Abstract
Objective
We aim to develop a predictive model for lymphovascular invasion (LVI) in patients with invasive breast cancer (IBC), using magnetic resonance imaging (MRI)-based radiomics features.
Methods
A total of 204 patients with IBC admitted to our hospital were included in this retrospective study. The data was split into training and validation sets at a 7:3 ratio. Feature normalization was conducted, followed by feature selection using ANOVA, correlation analysis, and LASSO in the training set. The final step involved building a logistic regression model. The LVI prediction models were established by single sequence image and combined different sequence images as follows: A: prediction model based on the optimal sequence in the 7-phase enhanced MRI scans; B: prediction model based on the optimal sequences in the sequences T1WI, T2WI, and DWI; and C: the combined model based on the optimal sequences selected from A and B. Subjects' work characteristic curves (ROC) and decision curves (DCA) were plotted to determine the extent to which they predicted LVI performance in the training and validation sets. Simultaneously, nomogram models were constructed by integrating radiomics features and independent risk factors. In addition, an additional 16 patients from the center between January and August 2024 were collected as the Nomogram external validation set. The ROC and DCA were used to evaluate the performance of the model.
Results
In the enhanced images, Model A built based on the enhanced 2-phase achieved the best average AUC, with a validation set of 0.764. Model B built based on the T2WI had better results, with a validation set of 0.693. Model C built by combining enhanced 2-phase and T2WI sequences had a mean AUC of 0.705 in the validation set. In addition, the tumor size, whether the tumor boundary was clear or not, and whether there was a coelom in the tumor tissue had a statistically significant effect on the LVI of IBC, and a clinical-radiomics nomogram was established.
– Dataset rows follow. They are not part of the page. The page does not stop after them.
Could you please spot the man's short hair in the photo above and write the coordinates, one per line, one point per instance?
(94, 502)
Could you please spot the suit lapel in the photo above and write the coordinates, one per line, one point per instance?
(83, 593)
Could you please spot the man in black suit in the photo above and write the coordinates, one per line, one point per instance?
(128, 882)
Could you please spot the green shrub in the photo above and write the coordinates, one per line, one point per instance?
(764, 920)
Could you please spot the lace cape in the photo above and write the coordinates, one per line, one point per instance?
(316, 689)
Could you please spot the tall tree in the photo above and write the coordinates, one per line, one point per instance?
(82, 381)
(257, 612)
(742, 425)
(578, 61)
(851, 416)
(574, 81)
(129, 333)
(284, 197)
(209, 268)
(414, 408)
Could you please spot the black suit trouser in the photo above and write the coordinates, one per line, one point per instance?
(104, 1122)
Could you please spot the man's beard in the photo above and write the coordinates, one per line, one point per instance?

DCAs as well as Nomogram also indicate that Model A has good clinical utility. The AUC of the nomogram in the training set, internal validation set, and external validation set were 0.703, 0.615, and 0.609, respectively. The DCA also showed that the radiomics nomogram combined with clinical factors had good predictive ability for LVI.
Conclusion
In IBC, MRI radiomics can serve as a noninvasive predictor of LVI. The clinical-MRI radiomics model, as an efficient visual prognostic tool, shows promise in forecasting LVI. This highlights the significant potential of pre-radiomics prediction in enhancing treatment strategies.